New stricter rules on junk food advertising could be shelved by ministers over fears the regulations will further fuel the cost of living crisis in the coming months, The i Paper understands.
The Treasury has been holding talks with food producers and supermarket bosses about how to reduce household grocery bills as part of efforts to limit the impact of the conflict in Iran.
Last week officials had sought to secure a guarantee from supermarkets to cap prices for certain essential goods in return for loosening certain regulations.
The move prompted a backlash from supermarket bosses, but The i Paper has been told that the talks are ongoing and could lead to a delay to strict new regulations on the use of healthier ingredients in certain products.
In particular, the Treasury is understood to be listening to industry concerns over the new Nutrient Profiling Model (NPM), which applies restrictions on promotions and advertising for food and drink products that are deemed to be “less healthy”.
Industry insiders said the new regulations, which form part of the Department for Health and Social Care’s 10 year obesity plan, are putting an extra burden on producers to reformulate their products to avoid the advertising ban.
Officials in the DHSC are looking to update the NPM, which is a scientific scoring system used to categorize foods and drinks as “healthier” or “less healthy” based on their overall nutritional composition.
This information is then used to place restrictions on “buy one get one free offers” and junk food advertising.

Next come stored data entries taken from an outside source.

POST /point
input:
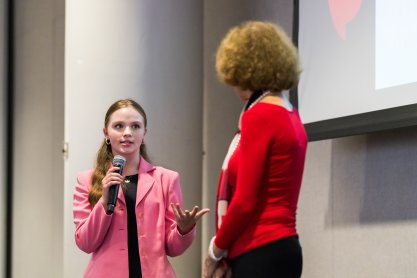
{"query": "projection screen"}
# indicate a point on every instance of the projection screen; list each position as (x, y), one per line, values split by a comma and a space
(359, 62)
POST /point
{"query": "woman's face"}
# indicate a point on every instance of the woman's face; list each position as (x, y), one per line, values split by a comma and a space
(242, 93)
(126, 131)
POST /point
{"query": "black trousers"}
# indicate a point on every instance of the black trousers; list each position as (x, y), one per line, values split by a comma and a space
(281, 259)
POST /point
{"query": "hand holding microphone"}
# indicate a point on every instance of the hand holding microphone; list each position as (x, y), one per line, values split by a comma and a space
(111, 183)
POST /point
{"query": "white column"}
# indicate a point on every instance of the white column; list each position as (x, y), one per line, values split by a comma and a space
(148, 50)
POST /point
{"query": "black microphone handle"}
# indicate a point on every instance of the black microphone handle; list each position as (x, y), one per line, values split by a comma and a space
(111, 204)
(114, 189)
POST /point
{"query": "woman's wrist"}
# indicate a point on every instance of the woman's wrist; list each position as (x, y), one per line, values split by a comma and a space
(216, 253)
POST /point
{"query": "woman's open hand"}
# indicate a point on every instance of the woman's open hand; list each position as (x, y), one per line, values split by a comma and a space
(187, 219)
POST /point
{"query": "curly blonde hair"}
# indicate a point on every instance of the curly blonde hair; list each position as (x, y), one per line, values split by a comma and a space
(258, 56)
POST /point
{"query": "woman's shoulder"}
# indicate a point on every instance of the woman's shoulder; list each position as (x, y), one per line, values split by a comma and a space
(165, 171)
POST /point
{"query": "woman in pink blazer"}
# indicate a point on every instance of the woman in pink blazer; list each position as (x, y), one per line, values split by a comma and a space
(148, 223)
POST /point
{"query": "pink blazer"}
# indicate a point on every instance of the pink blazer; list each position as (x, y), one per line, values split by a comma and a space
(105, 236)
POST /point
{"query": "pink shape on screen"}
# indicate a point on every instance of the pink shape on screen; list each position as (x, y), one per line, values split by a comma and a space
(343, 12)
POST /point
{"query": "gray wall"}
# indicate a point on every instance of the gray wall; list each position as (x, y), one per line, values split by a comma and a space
(2, 132)
(38, 136)
(358, 209)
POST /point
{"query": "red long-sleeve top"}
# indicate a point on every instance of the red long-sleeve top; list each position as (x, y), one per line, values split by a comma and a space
(265, 173)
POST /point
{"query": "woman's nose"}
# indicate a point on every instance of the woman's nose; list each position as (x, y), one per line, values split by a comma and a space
(127, 131)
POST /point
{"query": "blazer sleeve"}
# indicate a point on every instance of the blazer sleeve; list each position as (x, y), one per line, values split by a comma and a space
(175, 243)
(91, 224)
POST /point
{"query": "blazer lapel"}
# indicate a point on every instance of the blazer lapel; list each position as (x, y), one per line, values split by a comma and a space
(145, 179)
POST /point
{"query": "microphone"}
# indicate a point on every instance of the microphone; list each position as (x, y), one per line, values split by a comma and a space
(118, 161)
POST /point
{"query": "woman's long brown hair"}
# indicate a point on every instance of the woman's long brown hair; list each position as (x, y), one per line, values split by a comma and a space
(105, 155)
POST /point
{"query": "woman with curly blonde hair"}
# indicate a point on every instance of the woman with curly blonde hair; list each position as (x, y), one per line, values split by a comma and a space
(261, 175)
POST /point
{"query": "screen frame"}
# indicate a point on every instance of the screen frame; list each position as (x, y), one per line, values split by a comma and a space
(363, 123)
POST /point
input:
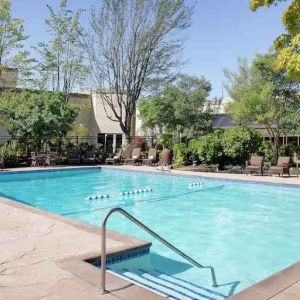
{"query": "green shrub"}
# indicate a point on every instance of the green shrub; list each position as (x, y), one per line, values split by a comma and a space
(12, 152)
(165, 141)
(239, 143)
(265, 150)
(208, 148)
(287, 150)
(179, 154)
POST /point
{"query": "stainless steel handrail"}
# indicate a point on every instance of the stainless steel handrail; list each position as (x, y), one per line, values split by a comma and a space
(152, 233)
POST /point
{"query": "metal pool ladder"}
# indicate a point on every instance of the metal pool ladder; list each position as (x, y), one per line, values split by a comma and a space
(152, 233)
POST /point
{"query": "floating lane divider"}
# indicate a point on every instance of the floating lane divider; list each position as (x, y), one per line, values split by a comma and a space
(96, 197)
(196, 183)
(136, 191)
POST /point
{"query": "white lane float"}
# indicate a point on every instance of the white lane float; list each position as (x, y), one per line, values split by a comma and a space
(200, 183)
(96, 197)
(136, 191)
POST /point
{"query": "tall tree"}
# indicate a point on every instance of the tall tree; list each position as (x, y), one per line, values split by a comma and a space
(286, 45)
(265, 97)
(179, 108)
(12, 53)
(131, 43)
(62, 65)
(37, 117)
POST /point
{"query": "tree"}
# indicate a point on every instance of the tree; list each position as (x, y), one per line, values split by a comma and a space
(37, 117)
(264, 96)
(12, 53)
(286, 45)
(131, 43)
(61, 65)
(179, 108)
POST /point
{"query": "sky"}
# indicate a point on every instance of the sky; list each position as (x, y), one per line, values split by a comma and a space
(221, 31)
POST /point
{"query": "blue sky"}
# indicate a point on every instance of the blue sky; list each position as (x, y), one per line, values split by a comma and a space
(221, 31)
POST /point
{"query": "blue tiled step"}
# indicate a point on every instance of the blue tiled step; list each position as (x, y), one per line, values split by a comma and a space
(169, 286)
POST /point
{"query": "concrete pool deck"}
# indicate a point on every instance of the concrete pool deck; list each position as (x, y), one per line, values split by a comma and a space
(42, 255)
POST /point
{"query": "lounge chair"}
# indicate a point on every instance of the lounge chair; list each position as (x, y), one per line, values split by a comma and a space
(1, 163)
(135, 157)
(152, 157)
(256, 165)
(116, 159)
(283, 166)
(51, 159)
(40, 159)
(89, 158)
(74, 158)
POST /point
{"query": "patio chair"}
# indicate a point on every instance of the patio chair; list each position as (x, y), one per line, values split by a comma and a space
(89, 157)
(116, 159)
(53, 158)
(40, 159)
(165, 160)
(152, 157)
(32, 159)
(255, 166)
(1, 163)
(282, 167)
(135, 157)
(74, 158)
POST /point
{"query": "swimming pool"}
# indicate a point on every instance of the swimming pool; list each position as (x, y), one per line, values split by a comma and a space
(246, 231)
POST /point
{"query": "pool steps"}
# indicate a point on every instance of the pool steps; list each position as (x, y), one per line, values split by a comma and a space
(168, 286)
(196, 183)
(136, 191)
(96, 197)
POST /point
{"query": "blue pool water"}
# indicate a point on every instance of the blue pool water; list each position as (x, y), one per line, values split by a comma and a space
(245, 231)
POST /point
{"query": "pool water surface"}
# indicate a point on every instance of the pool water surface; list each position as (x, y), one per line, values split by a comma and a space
(246, 231)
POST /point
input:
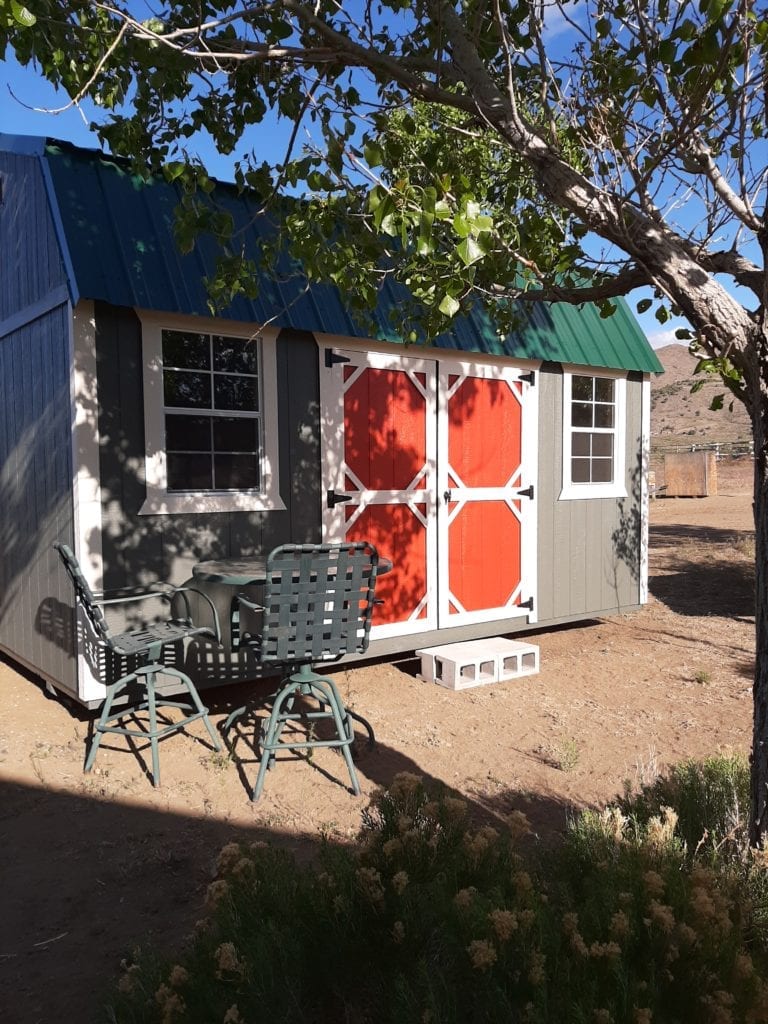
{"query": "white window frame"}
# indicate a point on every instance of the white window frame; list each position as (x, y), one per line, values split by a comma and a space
(616, 487)
(159, 500)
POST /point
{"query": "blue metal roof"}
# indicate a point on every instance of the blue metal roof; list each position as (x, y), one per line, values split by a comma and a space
(117, 232)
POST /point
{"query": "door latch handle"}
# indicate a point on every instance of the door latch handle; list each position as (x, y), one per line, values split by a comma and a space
(332, 499)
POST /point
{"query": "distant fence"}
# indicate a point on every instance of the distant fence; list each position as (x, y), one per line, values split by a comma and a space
(730, 450)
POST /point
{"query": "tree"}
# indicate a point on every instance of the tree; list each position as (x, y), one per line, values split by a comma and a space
(484, 151)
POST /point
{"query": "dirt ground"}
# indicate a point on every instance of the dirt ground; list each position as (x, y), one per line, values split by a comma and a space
(90, 866)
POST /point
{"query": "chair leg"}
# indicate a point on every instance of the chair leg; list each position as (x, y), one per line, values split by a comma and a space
(273, 727)
(203, 712)
(98, 729)
(152, 708)
(343, 727)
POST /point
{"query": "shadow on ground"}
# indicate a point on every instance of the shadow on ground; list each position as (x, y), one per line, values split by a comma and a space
(86, 880)
(711, 571)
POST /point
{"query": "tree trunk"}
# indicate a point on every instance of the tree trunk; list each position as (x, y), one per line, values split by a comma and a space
(759, 760)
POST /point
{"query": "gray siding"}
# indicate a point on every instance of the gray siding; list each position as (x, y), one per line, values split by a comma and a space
(140, 548)
(589, 550)
(32, 266)
(36, 496)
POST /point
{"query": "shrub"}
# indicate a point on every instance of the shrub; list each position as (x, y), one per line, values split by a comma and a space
(429, 918)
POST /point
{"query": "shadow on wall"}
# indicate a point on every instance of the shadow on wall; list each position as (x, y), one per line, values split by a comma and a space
(627, 537)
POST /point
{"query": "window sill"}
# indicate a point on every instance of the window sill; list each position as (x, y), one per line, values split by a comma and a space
(580, 492)
(242, 501)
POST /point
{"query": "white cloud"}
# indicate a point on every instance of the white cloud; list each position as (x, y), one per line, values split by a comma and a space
(658, 339)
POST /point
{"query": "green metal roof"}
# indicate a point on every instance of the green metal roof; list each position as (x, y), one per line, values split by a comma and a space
(117, 237)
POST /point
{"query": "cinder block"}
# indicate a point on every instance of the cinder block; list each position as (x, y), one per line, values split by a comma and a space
(475, 663)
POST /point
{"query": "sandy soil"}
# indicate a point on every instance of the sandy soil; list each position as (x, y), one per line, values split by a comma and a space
(93, 865)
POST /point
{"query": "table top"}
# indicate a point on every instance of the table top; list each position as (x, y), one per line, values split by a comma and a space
(236, 571)
(242, 571)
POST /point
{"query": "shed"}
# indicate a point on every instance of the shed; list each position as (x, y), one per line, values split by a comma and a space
(504, 476)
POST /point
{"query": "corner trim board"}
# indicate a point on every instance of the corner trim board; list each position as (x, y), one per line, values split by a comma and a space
(86, 483)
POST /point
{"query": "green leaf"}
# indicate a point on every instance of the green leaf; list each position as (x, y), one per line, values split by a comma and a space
(461, 225)
(450, 306)
(469, 251)
(23, 14)
(374, 154)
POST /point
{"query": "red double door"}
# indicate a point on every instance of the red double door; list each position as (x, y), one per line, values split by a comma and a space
(433, 461)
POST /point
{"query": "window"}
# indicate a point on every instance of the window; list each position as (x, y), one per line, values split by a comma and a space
(593, 435)
(210, 414)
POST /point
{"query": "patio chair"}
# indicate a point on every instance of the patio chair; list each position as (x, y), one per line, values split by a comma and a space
(145, 645)
(317, 605)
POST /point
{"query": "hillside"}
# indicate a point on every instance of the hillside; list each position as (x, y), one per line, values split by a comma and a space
(679, 417)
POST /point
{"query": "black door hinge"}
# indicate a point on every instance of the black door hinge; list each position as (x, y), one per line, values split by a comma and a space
(332, 499)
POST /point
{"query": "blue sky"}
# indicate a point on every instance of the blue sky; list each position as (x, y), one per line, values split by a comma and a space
(26, 99)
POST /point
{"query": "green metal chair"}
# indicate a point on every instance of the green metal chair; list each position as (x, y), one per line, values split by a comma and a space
(145, 645)
(318, 600)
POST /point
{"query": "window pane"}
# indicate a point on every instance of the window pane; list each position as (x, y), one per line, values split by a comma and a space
(580, 444)
(603, 416)
(236, 392)
(580, 470)
(188, 472)
(236, 355)
(581, 388)
(230, 434)
(186, 390)
(602, 444)
(187, 433)
(182, 348)
(237, 471)
(602, 470)
(581, 415)
(603, 389)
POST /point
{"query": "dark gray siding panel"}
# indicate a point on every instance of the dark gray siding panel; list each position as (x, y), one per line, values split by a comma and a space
(32, 266)
(36, 504)
(165, 547)
(589, 551)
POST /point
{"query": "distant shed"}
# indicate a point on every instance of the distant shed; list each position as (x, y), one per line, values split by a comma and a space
(505, 477)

For example, foods considered unhealthy cannot be placed prominently in supermarket stores such as at the end of aisles or near to checkouts and cannot be advertised on TV before 9pm.
Sweetened breakfast cereals and fruit-flavoured yoghurts will fall foul of new rules
The new model has been designed to reclassify foods that consumers often mistakenly believe are healthier options such as sweetened breakfast cereals and cereal bars, fruit-flavoured yoghurts, smoothies and fruit juices.
A source said that some within the industry are “optimistic” that the new rules could be paused because the new model is so stringent most products will fail it.
The insider said: “The Government is hearing the message that there is too much regulation coming all at once.”
The regulations are being viewed both inside Whitehall and within industry as among the more straightforward to delay in a bid to limit extra price rises being fed down to shoppers because it is “cost neutral” for the Government.
Without a pause, the costs to producers of reformulating their products may end up being passed onto shoppers who are already grappling with cost of living pressures.
Under the regulations, some goods would also become more expensive because the rules will prevent them from being sold as part of multibuy offers. A ban on two-for-one junk food offers came into force last year after being delayed by former Tory prime minister Rishi Sunak in 2023 over similar cost of living fears.
Packaging tax set to drive up prices further
It comes after reports over the weekend warned food prices were likely to rise as the Government has refused to drop its new packaging tax, which forces producers to pay a charge for every piece of packaging they use.
The so-called Extended Producer Responsibility scheme was first developed by the previous Conservative government as part of its plan to force the polluter to pick up the charge for recycling packaging that often ends up as litter, rather than local councils.
Industry leaders have warned that around 80 per cent of the cost will be passed on to consumers in higher prices at the till, but insiders said they have not pushed for the tax to be dropped because businesses have already started preparing for it and they need the recycled packaging to come through the system to be reused.
The Treasury was forced to back down last week in its efforts to get supermarkets to agree to voluntary price caps on items, such as bread, milk and eggs in return for a loosening of regulations.
Former Asda chairman Lord Stuart Rose branded a potential cap as “stuff and nonsense” at the time.
But the proposals demonstrate how concerned the Treasury is of rising prices as a result of the ongoing blockade of the Strait of Hormuz.
The Bank of England warned inflation could rise to 6.2 per cent by the end of the year and as much as 7 per cent in food, whereas the Food and Drink Federation warned food prices could rise by 10 per cent.